Kağan, uykusuz geçen bir gecenin ardından çadırdan çıkıp eşyalarını toplarladı ve bagaja koydu.
Hayatının hiç bir döneminde böyle çaresiz pasif kalmamıştı.
Ne yapacağını bilemediği bir anı olmamıştı. O bir polisti bir baş komiserdi. Yeri yerinden oynatır yinede aradığını bulurdu.
Ama eli kolu bağlanmıştı sanki bu işte. Kızı arayacak bir yer bile gelmiyordu aklına.
Nerde araması gerektiğini düşünemiyordu artık.
Beyni sanki işlevini yitirmiş çalışmıyordu. Ama yine de duramazdı. Mutlaka bir şeyler yapması lazımdı.
Ne olursa olsun onu en kısa zamanda bulmalıydı. Önce kızın nasıl biri olduğunu öğrenmeliydi.
Kızı hiç tanımıyordu ki. Belki de bir yerlerde gördü ama tanımadığı için bilmiyordu.mEmine Teyze ye gidip kızın en azından bir fotoğrafını almaya karar verdi. Bütün eşyalarını topladıktan sonra arabasına atlayıp yola koyuldu.
Bir saate yakın süren yolculuktan sonra yaşlı kadının evine geldi.
Arabasını evin önüne park ederek arabadan indi.
Bahçe kapısını açıp hemen içeri girdi.
Etrafta yine kimse görünmüyordu.
Ne evde ne bahçede hiç bir hareketlilik yoktu.
Bir süre ayakta etrafı inceledi. Sonra da bahçede ki masaya geçip oturdu.
Vakit daha erken olduğu için biraz beklemeye karar verdi.
Oturduğu masadan etrafı izlemeye devam etti.
Emine Teyze nin evi yemyeşil bir alan üzerinde yapılmıştı.
Tek katlıydı ama çatıda bir oda yapılmıştı. Kaç dönüm olduğu belirsiz kocaman bir bahçesi vardı.
Bahçenin içinde her tür meyve ağacı vardı. Yaşlı kadın bahçesinde sebze bile yetiştiriyordu.
Kağan, etrafı izlerken ilerde ki büyük ağacın üstünde evi gözetleyen adamı gördü.
Bir adam da Kağan'ı takip ediyordu.
Kudret sarı, her taraftan köşeye sıkıştırmıştı Kağan'ı.
Bir saatten fazla orada oturmasına rağmen Emine Teyze, hala kalkmamıştı.
Kağan, biraz endişelenmişti doğrusu.
Kudret Sarı, denilen adam yaşlı kadına bir şey yapmış olabilirdi.
Masadan kalkıp evin kapısına doğru yürüdü.
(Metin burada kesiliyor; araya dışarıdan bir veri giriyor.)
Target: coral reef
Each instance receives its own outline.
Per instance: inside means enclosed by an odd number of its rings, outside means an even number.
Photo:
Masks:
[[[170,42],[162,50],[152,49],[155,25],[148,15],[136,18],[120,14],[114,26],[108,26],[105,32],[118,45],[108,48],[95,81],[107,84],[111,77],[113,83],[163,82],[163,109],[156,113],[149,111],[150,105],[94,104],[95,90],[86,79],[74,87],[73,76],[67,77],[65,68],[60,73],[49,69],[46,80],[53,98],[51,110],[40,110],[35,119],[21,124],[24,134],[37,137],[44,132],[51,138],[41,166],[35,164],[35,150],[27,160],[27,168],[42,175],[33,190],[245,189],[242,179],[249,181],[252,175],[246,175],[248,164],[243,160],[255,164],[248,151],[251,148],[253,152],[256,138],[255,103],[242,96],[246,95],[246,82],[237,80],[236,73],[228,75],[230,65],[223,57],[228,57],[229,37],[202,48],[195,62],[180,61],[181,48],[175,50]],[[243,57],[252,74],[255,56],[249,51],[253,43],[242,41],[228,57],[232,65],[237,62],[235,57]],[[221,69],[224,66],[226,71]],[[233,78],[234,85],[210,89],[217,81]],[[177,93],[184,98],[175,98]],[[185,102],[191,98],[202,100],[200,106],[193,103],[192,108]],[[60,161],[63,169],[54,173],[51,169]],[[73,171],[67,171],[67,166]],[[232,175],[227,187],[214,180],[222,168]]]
Daha fazla beklemeden kapıyı çaldı.
Bir süre bekledi ama açan olmadı.
Kağan, kapının kolunu tutup çevirdiğinde kapı açıldı. Kapı kilitli bile değildi. Kağan, içeri girerek evin içini aramaya başladı bütün evi aradı ama kadını bulamadı.
Kağan, evdeki aramayı bitirip bahçeye çıktı.
Evin çevresini ve bahçenin içini arayacaktı. Kadın belki bahçesini geziyordu.
Yada meyve sebze topluyor da olabilirdi. Sabahın bu saatinde biraz düşük bir ihtimal olsada yine de yapacak başka şeyi yoktu.
Kapısını kilitlemeden dışarı çıkmış olamazdı. Tabi başına kötü bir şey gelmediyse.
Yavaş yavaş bahçenin iç tarafına doğru yürümeye başladı.
Bahçe o kadar güzeldi ki Kağan hayran kalmıştı.
Meyve ağaçları çiçekler sebze fidanları tam bir doğa harikasıydı.
Çevreye bakınarak bahçede ilerleyen Kağan, duyduğu sesle olduğu yerde bekledi bir süre.
Sessiz kalarak sesi tekrar duymaya çalıştı. Dikkatli dinlediğinde sesin sahibinin Emine Teyze, olduğunu anladı.
"Peki kiminle konuşuyor bu kadın" diyerek sesin geldiği yöne doğru hızlı ve bir o kadar da sessiz adımlarlar la yürümeye devam etti.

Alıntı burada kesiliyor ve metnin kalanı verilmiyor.